Homenagem a Robert Hardy - Erguemos nossas varinhas

03/08/2017

Nosso eterno Ministro da Magia

O ator britânico Robert Hardy faleceu com 91 anos de idade.

 

A passagem de Robert Hardy marca o fim de uma carreira longa e distinta - uma carreira definida, principalmente, por seus retratos de dois primeiros ministros; Um real, outro mágico.

 

Antes de ingressar nos filmes de Harry Potter como Ministro da Magia, Cornelius Fudge, Robert Hardy começou sua carreira no palco. Em 1949, aos 24 anos, ele se juntou ao Shakespeare Memorial Theatre em Stratford-upon-Avon. Era um trabalho que levaria a mais de uma década de papéis de teatro, estabelecendo-o como um ator serio e clássico. No entanto, seu papel Shakespeariano mais famoso seria na tela: Henrique V, que ele interpretou na série An Age of Kings da BBC, em 1960. Foi o papel que também inflamaria sua paixão pela história - especialmente a Batalha de Agincourt.

 

A partir daí, a carreira de televisão de Hardy floresceu. Ele interpretou o empresário Alec Stewart no drama da BBC The Troubleshooters entre 1966 e 1970; Ele ganhou elogios por seu papel como Abwehr Sergeant Gratz no drama de guerra Manhunt, em LWT em 1969; Ele retratou o arrojado Earl de Leicester na Elizabeth da BBC, em 1971. E então assumiu o príncipe Albert no drama histórico de 13 horas Edward the Seventh, na ITV em 1975.

 

Os leitores de uma certa idade, no entanto, o conhecerão por seu papel como Siegfried Farnon em All Creatures Great and Small, a série da BBC dos anos 70 e 80 baseada em uma clinica de cirurgia veterinária.

 

Além dos veterinários excêntricos, no entanto, o verdadeiro presente de Hardy eram grandes figuras aristocráticas de estilo Henrique V, em quem sempre achava rachaduras e profundidades ocultas de vulnerabilidade e/ou malícia. Talvez o maior exemplo seja a sua tomada de carreira em Winston Churchill, um retrato tão potente que ele interpretou o líder em nove dramas diferentes, mais notavelmente a série de TV Winston Churchill 1981 : The Wilderness Years.

 

Churchill era um herói para Hardy, que crescera paralisado por seus discursos de guerra.
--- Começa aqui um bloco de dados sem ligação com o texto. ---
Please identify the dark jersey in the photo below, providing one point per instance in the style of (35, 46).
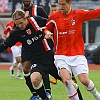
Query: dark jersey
(35, 10)
(32, 40)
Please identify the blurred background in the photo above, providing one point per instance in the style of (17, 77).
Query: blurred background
(91, 29)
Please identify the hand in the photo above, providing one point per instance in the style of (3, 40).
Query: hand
(48, 35)
(42, 28)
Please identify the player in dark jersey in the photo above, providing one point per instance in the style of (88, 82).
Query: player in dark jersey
(34, 10)
(27, 31)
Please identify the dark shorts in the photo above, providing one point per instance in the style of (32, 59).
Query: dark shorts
(44, 69)
(26, 55)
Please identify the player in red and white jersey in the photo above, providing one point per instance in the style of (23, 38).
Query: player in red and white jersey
(69, 45)
(16, 50)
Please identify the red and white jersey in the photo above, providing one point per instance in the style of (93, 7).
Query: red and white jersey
(68, 39)
(8, 29)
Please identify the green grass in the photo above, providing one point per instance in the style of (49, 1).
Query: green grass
(15, 89)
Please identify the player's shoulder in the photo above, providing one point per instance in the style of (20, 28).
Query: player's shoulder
(55, 14)
(10, 23)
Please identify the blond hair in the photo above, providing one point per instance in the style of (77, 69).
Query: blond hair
(18, 14)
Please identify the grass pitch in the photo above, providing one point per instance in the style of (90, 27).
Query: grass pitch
(15, 89)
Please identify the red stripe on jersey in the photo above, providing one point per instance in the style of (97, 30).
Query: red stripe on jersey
(46, 46)
(9, 27)
(34, 24)
(73, 95)
(34, 10)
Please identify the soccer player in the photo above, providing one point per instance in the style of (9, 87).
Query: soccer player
(16, 50)
(27, 31)
(69, 45)
(34, 10)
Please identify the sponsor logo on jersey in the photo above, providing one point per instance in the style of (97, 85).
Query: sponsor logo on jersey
(28, 31)
(68, 32)
(33, 39)
(73, 22)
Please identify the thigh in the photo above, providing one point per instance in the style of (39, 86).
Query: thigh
(38, 67)
(16, 51)
(80, 69)
(53, 71)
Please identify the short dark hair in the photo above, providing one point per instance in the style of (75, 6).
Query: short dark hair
(54, 5)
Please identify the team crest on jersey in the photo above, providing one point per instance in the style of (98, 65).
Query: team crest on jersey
(28, 31)
(73, 22)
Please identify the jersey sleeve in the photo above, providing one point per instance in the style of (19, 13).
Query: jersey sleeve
(41, 12)
(85, 15)
(10, 41)
(50, 23)
(41, 21)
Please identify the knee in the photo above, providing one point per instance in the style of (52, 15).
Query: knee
(85, 81)
(26, 70)
(35, 79)
(26, 67)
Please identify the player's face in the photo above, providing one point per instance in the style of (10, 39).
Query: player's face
(26, 2)
(53, 9)
(64, 6)
(21, 23)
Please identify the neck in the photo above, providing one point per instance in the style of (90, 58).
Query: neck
(27, 7)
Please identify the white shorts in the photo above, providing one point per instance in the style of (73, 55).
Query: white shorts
(76, 64)
(16, 50)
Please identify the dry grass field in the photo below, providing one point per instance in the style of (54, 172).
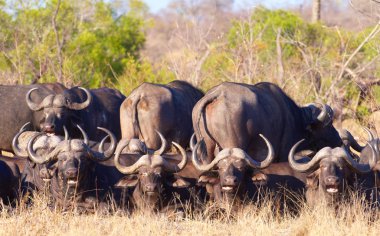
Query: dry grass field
(353, 218)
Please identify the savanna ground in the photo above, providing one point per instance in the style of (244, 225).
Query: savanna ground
(352, 218)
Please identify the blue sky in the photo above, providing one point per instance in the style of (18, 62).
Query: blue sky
(157, 5)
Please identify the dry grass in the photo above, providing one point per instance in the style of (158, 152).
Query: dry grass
(353, 218)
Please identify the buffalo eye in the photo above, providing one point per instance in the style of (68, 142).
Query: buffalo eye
(157, 171)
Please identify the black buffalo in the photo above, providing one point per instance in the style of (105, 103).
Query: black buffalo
(154, 180)
(164, 108)
(368, 183)
(242, 125)
(79, 106)
(15, 112)
(330, 172)
(10, 178)
(71, 170)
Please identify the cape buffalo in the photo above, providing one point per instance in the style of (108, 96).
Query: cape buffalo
(79, 106)
(370, 182)
(153, 178)
(10, 178)
(15, 111)
(165, 108)
(330, 172)
(236, 122)
(72, 170)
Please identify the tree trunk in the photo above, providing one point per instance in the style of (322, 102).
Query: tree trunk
(316, 11)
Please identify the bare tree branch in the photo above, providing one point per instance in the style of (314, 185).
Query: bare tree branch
(59, 44)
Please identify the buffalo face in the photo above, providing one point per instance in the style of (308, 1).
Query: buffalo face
(331, 175)
(149, 173)
(58, 111)
(232, 165)
(330, 169)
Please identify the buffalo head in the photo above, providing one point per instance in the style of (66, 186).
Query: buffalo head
(57, 110)
(150, 173)
(232, 165)
(72, 161)
(318, 120)
(330, 171)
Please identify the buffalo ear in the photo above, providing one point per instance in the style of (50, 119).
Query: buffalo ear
(127, 181)
(312, 180)
(210, 177)
(259, 178)
(177, 182)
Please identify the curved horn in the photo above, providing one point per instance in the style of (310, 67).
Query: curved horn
(163, 144)
(66, 133)
(193, 141)
(206, 167)
(324, 112)
(356, 166)
(104, 155)
(253, 163)
(85, 137)
(83, 105)
(39, 159)
(370, 134)
(176, 168)
(16, 149)
(311, 165)
(33, 106)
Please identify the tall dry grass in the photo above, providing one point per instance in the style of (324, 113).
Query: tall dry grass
(352, 218)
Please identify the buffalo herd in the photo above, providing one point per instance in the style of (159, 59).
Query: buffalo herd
(166, 147)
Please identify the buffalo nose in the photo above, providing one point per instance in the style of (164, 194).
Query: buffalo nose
(230, 180)
(49, 127)
(44, 173)
(71, 173)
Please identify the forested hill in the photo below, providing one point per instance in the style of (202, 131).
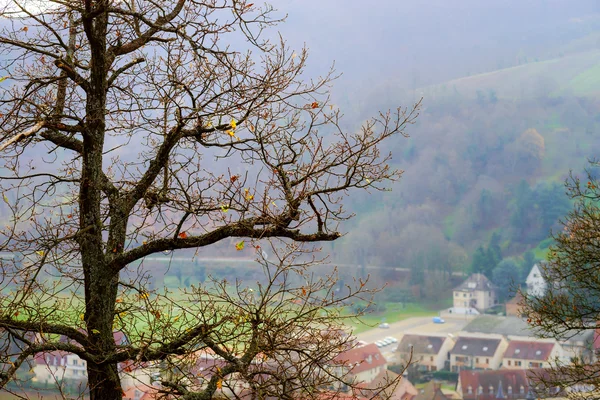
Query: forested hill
(484, 170)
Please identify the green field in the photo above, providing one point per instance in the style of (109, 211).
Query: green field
(394, 312)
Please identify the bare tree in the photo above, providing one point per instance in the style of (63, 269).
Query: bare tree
(135, 127)
(570, 303)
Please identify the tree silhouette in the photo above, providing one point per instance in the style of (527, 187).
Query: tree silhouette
(139, 127)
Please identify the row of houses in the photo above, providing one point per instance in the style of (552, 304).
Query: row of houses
(481, 351)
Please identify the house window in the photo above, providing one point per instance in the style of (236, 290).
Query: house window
(535, 365)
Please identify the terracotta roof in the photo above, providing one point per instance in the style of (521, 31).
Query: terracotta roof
(143, 393)
(517, 299)
(394, 387)
(476, 282)
(431, 391)
(512, 380)
(56, 358)
(525, 350)
(470, 346)
(421, 344)
(362, 358)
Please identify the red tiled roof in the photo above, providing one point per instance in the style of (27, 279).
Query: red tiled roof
(51, 357)
(517, 299)
(476, 282)
(144, 393)
(362, 358)
(470, 346)
(509, 378)
(527, 350)
(421, 344)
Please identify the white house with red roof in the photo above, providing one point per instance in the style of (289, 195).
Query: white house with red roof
(530, 354)
(361, 363)
(430, 352)
(56, 366)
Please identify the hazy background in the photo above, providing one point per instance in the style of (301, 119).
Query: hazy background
(509, 108)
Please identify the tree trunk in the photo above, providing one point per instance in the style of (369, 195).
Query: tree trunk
(101, 283)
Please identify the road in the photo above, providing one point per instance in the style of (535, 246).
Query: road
(417, 325)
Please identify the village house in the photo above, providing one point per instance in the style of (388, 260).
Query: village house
(429, 352)
(57, 366)
(475, 294)
(431, 391)
(388, 385)
(361, 364)
(536, 284)
(477, 353)
(530, 354)
(513, 306)
(491, 385)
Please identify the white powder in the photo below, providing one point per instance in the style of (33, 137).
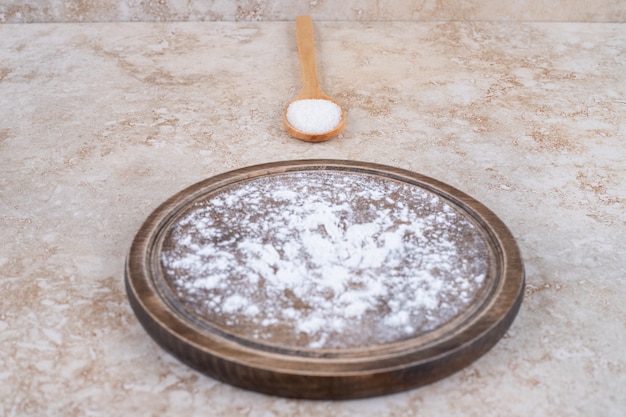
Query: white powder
(314, 116)
(324, 260)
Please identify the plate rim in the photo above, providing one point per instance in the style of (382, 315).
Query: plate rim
(324, 374)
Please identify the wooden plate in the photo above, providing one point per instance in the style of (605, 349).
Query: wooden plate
(324, 279)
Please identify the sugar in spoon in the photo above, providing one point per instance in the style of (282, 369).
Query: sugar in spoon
(312, 115)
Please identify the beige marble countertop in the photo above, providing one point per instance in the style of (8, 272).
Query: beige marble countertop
(99, 123)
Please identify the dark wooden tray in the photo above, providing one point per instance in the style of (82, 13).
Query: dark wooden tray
(237, 326)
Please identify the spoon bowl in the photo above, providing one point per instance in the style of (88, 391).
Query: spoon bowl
(311, 89)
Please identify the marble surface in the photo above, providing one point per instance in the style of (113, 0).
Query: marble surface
(99, 123)
(47, 11)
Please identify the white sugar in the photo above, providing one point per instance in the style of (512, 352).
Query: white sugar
(335, 260)
(314, 116)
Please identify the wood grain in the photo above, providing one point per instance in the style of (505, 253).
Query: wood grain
(324, 373)
(310, 84)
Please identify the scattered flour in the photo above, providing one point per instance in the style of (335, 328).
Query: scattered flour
(325, 260)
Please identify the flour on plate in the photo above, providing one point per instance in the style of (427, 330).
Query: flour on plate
(328, 260)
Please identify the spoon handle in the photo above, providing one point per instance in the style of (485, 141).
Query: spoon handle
(306, 52)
Ele o estudou ferozmente, sem ouvir nada além de seus discursos - "manhã, tarde e noite" - durante nove meses, adotando todos os detalhes, todas as nuances, até Churchill nascer de novo, cachorro preto e tudo.

 

Não é de admirar que anos mais tarde, ele poderia trazer um outro político, embora fictício, para vida tão vivamente real - Cornelius Fudge, Ministro da Magia.

 

Fudge, é claro, não era nada como Churchill, mas esse era o ponto. Hardy sabia como interpretar líderes. Ele sabia o que os fazia assinalar, o que os tornava tanto autoritários quanto vulneráveis. Era apenas um caso de ajustar os aprendizados que teve. Por meio da linguagem corporal ver como Fudge ganhava vida: a maneira como Hardy articula a insinceridade cuidadosamente afiada do ministro, a maneira como ele exala teimosia e hostilidade de cabeça de porco, a maneira como suas vozes resfriam sob pressão e medo. Hardy tomou um político em grande parte antipático e deu-lhe a humanidade e a profundidade, e pistas de uma história maior além da fachada.

 

Através de quatro filmes de Harry Potter, ele fez cada cena contar.